Molecular kinetic energy can be calculated by K = 3k_BT/2. The diffusion depths were calculated as a function of molecular kinetic energy, as shown in Figure 8b. It can be seen that the diffusion depth is proportional to the molecular kinetic energy. As the molecular kinetic energy increases by 50%, the diffusion depth increases by ~30%. A molecule collides on the pore surface, loses kinetic energy to some degree, and leaves the surface for the next collision until the kinetic energy is not enough. The gas molecules are then captured or absorbed on the pore surface. Larger molecular kinetic energy leads to more collisions and deeper diffusion depth in the pore.

Besides the mean free path and molecular kinetic energy, larger polarization, molecular dipole, and molecular polarity lead to greater electrostatic interaction or van der Waals force between the gas molecule and the pore surface, which results in a shorter diffusion depth [18,19,20]. Adsorption experiments using three gases (CO, NO₂, SO₂) with different molecular polarities (19.5 × 10²⁵ cm³, 30.2 × 10²⁵ cm³, 40.31 × 10²⁵ cm³) were conducted to determine the effect of molecular polarity on the diffusion depth. It can be seen that CO molecules diffused much deeper than the other two gases because smaller polarity caused less kinetic energy loss during collisions. CO has a linear shape, smaller size and mass, and also a lower polarity than NO₂ and SO₂, which led to greater diffusivity and diffusion depth.

It should be noted that the analytical results from the theoretical calculation cannot agree with the experimental data precisely due to the different characteristics between modeled and practical pores. The modeled diffusion depth along the ideal straight, cylindrical pores varied more significantly in response to all the studied parameters (molecular mean free path, molecular kinetic energy, and molecular polarity). This was the limitation of this study. Nevertheless, the trends of the diffusion depth as a function of these parameters could be compared and found to be in reasonable agreement.
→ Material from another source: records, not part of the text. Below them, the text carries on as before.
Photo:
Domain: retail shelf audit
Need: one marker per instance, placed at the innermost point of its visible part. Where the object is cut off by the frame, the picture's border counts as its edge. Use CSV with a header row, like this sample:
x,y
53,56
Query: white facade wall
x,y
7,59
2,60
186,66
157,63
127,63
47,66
The effects of the molecular mean free path, molecular kinetic energy, and molecular polarity on the gas diffusion depth could be used as a scientific reference to estimate the diffusion depths among multiple mixture gases.

5. Conclusions

In this study, an analytical model was developed to predict the gas molecular diffusion depth in the pore channels. Different crystal sizes of UiO-66 were synthesized to empirically determine the diffusion depths and compare them with modeled results.

The effects of various gas characteristics (molecular mean free path, molecular kinetic energy, and molecular polarity) on the diffusivity were investigated. Significant differences in diffusion depths were found among different gas characteristics. Greater diffusion depth was observed for a smaller mean free path due to fewer collisions between gas molecules and pore surfaces. On the other hand, greater diffusion depth in response to greater molecular kinetic energy with more collisions was observed. Besides the mean free path and molecular kinetic energy, it was found that a larger molecular polarity led to shorter diffusion depth owing to greater van der Waals force between the gas molecule and the pore surface.

The analytical model is able to estimate the purification efficiency and adsorption capacity of porous adsorbents for gaseous contaminants in the cathode supply air that was directly extracted from the ambient air. For a given target adsorbate, the optimal pore structure of porous adsorbent and adsorption conditions could be analytically screened and determined. Although this model cannot precisely calculate the gas molecules’ diffusion in complicated-shaped pores, the results presented in this study provided useful information to facilitate more efficient operation scenarios in major porous diffusion applications such as catalysis, electrochemistry, and separations.